3. le méchant (que je ne spoilerai pas) de fma2000 est beaucoup plus surprenant et mystérieux. Dans brotherhood, hohenheim est vraiment le méchant classique dans son château (bon, là un sous-terrain) sur son trône et qui parle d'une voix grave qui résonne et avec des yeux qui font peur. (on peut souvent critiquer un manga suivant la subtilité du méchant).
le plus incroyable est qu'apparemment brotherhood suit le manga original. donc comment se peut-il que le premier anime soit mieux ?
#Par Rendil le 15/05/2009 à 23:00
Faire une critique alors qu'on en est seulement au cinquième épisode ?
et bien oui !
J'écris la critique pour les septiques, les personnes déçues de la tournure de la première adaptation aux petits écrans et pour les fans qui ne sont pas encore au courant de l'existence de cette seconde adaptation (ça existe?).
Cette nouvelle saison s'annonce prometteuse. Les dessins sont beaux, ne picotent pas les yeux et se "dévorent". Bien que ça ne soit que le début de l'animé, l'histoire devrait être fidèle au manga. Une sensation de répétition? Pas du tout!
Bien qu'ayant lu et relu le manga, je ne me fatigue pas de voir encore une fois son adaptation en animé.
La bande son s'annonce pas trop mal. Les "OST" de la première saison étaient magnifiques et collés bien avec l'histoire et l'ambiance du premier animé. Les Opening et les Ending bien choisi aussi. Pour cette nouvelle saison, l'Opening de Yui (Again) et très entrainant et les images sont très biens choisis avec le manga ce qui nous laisse quelques frissons lors de son visionnage. L'Ending est par ailleurs plus doux.
Au niveau de l'histoire, l'introduction avec l'alchimiste de Glace est tel un tourbillon nous entrainant vers les profondeurs.
Pardon.
Le premier épisode est un "H.S." nous permettant de bien comprendre le monde dans lequel nous allons plonger.
Il faut bien des côtés négatifs. L'enchainement de l'histoire. Je trouve qu'il va un peu vite (L'épisode Yuki est sauté alors que l'on va voir qu'il a une certaine importance humoristique dans le manga) et cela est bien dommage pour les personnes ne connaissant pas le manga ni le premier animé.
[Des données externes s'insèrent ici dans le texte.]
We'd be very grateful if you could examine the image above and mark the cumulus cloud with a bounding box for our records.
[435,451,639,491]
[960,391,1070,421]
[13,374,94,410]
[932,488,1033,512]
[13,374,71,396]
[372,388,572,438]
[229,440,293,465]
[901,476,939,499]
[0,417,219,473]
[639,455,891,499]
Le second point négatif est les voix. Celle de Roy Mustang me gène et je ne serai dire pourquoi. Je pense qu'elle n'est pas assez "emphatique". Mustang est un personnage très charismatique et assez "explosif". Donc une voix plus sure de lui, qui le met en avant aurait été bien mieux avec le personnage.
8/10
Car l'adaptation laisse en allène. On se dit "vivement la suite" à la fin de chaque épisode. "Comment vont-ils faire cette scène?" ou autres questions se bousculent dans la tête alors que l'Ending défile.
7/10 si la suite s'avère décevante
9/10 voir 10 si l'animé annonçait dans le tome 20 est à la hauteur de l'œuvre de Hiromu Arakawa.